Aircraft enginemaker Honeywell International Inc., based in Tempe, Ariz., will also benefit from the Army's new plan, which calls for the conversion of 19 CH-47D Chinook helicopters and the purchase of 20 new Chinooks. Honeywell had teamed with Rolls-Royce North America to design the Comanche's engine.
In addition, the Army plans to buy 303 new reconnaissance helicopters, and congressional sources say Army officials are eyeing the McDonnell-Douglas AH-6 "Little Bird" special operations helicopter, also built at Boeing's Mesa facility.
Connecticut-based Sikorsky is probably the biggest loser in the Army's decision to cancel the Comanche, although the revised plan would include the purchase of 80 Blackhawk UH-60 helicopters over the next several years.
But Rep. Rosa DeLauro, D-Conn., said Monday she is not convinced the Army has a salient plan for replacing the Comanche. "Are they going back to the drawing board?" she asked during a telephone interview with CongressDaily. "What's the cost of that going to be?"
DeLauro said she is also concerned that the new plan could open the door to competition with European manufacturers and potentially rob the U.S. helicopter industrial base of precious Pentagon procurement dollars.
In a joint statement Monday, Connecticut Democratic Sens.

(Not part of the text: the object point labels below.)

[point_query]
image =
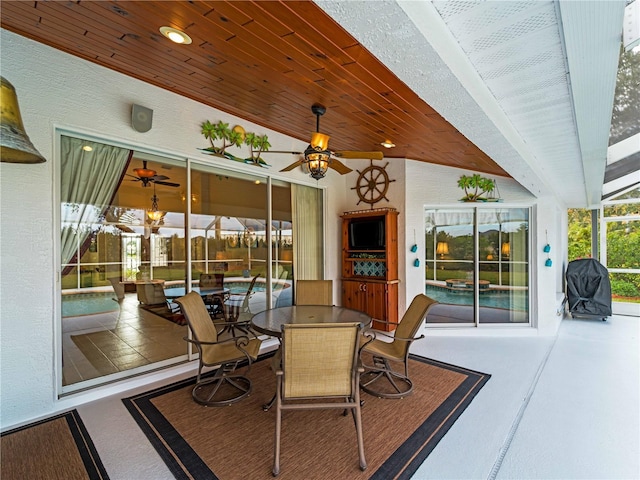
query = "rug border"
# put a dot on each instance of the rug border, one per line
(400, 465)
(86, 448)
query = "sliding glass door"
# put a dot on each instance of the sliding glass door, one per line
(125, 217)
(477, 261)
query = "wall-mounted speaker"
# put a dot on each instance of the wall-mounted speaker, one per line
(141, 118)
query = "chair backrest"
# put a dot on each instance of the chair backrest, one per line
(197, 316)
(151, 293)
(247, 296)
(320, 360)
(413, 317)
(118, 287)
(212, 280)
(314, 292)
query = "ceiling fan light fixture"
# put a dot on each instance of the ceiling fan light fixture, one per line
(317, 161)
(175, 35)
(155, 214)
(144, 172)
(320, 141)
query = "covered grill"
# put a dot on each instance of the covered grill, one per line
(588, 289)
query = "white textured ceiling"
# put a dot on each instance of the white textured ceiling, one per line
(529, 82)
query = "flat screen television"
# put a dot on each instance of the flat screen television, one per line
(367, 234)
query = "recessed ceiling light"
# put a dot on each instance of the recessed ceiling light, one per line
(175, 35)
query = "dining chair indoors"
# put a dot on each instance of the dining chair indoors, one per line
(225, 386)
(314, 292)
(380, 379)
(213, 301)
(319, 370)
(237, 312)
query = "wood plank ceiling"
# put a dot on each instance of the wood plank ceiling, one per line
(264, 61)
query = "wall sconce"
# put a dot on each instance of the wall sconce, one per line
(442, 249)
(16, 146)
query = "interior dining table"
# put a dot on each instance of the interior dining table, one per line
(177, 292)
(270, 322)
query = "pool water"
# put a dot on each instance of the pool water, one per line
(508, 299)
(88, 304)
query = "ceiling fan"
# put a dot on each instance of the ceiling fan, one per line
(319, 147)
(148, 176)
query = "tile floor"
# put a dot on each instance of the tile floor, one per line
(124, 339)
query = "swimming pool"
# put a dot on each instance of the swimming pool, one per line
(508, 299)
(77, 304)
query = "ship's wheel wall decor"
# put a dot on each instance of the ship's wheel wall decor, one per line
(372, 184)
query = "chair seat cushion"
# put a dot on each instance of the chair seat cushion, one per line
(229, 352)
(391, 350)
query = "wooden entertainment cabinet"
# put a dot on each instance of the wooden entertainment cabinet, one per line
(370, 267)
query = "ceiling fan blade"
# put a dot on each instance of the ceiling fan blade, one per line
(356, 154)
(168, 184)
(292, 166)
(339, 167)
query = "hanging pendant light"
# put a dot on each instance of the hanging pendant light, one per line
(155, 214)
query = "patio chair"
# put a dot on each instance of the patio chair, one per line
(319, 370)
(118, 288)
(314, 292)
(225, 386)
(379, 379)
(213, 301)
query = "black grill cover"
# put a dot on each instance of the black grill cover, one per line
(588, 288)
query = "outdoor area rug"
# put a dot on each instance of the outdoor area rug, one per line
(229, 443)
(55, 448)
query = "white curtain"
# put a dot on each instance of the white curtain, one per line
(89, 180)
(308, 253)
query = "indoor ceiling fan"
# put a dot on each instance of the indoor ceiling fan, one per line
(317, 157)
(148, 176)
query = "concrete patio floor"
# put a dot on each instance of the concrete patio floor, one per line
(565, 407)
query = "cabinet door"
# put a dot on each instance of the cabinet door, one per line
(377, 303)
(353, 295)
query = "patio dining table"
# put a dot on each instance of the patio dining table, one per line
(269, 322)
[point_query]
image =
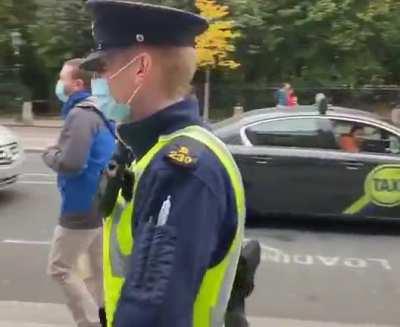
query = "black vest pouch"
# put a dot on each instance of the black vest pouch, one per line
(153, 257)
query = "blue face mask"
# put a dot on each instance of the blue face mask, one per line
(107, 104)
(60, 92)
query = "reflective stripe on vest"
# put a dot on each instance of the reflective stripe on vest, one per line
(213, 296)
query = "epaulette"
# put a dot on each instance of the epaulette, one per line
(184, 152)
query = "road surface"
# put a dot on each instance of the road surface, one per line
(312, 274)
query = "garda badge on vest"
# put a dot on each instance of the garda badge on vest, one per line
(182, 156)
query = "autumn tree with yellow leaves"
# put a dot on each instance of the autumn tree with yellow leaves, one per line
(216, 45)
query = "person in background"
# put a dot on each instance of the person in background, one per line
(83, 150)
(292, 100)
(396, 116)
(352, 142)
(281, 95)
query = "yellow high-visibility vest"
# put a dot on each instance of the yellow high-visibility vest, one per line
(216, 286)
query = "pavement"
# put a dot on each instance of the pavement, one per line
(312, 273)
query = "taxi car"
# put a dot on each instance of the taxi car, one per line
(296, 162)
(11, 157)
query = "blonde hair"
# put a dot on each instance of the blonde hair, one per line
(178, 65)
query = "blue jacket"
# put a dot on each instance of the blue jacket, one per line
(84, 148)
(202, 214)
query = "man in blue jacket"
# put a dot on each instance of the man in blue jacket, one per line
(84, 147)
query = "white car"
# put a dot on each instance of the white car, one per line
(11, 157)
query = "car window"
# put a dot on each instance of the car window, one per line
(290, 132)
(355, 137)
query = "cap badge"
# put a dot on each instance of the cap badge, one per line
(140, 38)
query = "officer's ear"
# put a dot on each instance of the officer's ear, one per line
(80, 84)
(145, 64)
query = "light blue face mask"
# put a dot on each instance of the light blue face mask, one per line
(106, 102)
(60, 92)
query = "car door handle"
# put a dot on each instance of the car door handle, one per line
(353, 165)
(261, 160)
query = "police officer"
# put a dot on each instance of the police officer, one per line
(171, 250)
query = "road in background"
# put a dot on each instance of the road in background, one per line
(348, 274)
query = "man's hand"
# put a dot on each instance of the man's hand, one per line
(49, 157)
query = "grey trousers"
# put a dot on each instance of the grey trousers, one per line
(75, 263)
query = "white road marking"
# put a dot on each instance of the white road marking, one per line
(26, 242)
(279, 256)
(26, 314)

Christopher Dodd and Joseph Lieberman vowed to save the Comanche program. "It simply doesn't make sense to pull the plug on the Comanche," Dodd said in the statement. "Obviously, this will not be an easy fight, but I intend to work with other members of the Connecticut congressional delegation to seek to retain the Comanche as part of our military arsenal."
Other planned buys include aviation munitions and new fixed-wing cargo aircraft. The Army will also invest in research and development for the Joint Multi-role Helicopter and joint airlift aircraft, and will devote roughly $300 million to unmanned aerial vehicle development.
Brownlee said the Army plans to send Congress a budget amendment to shift the $1.2 billion requested for Comanche in the fiscal 2005 budget request to other programs.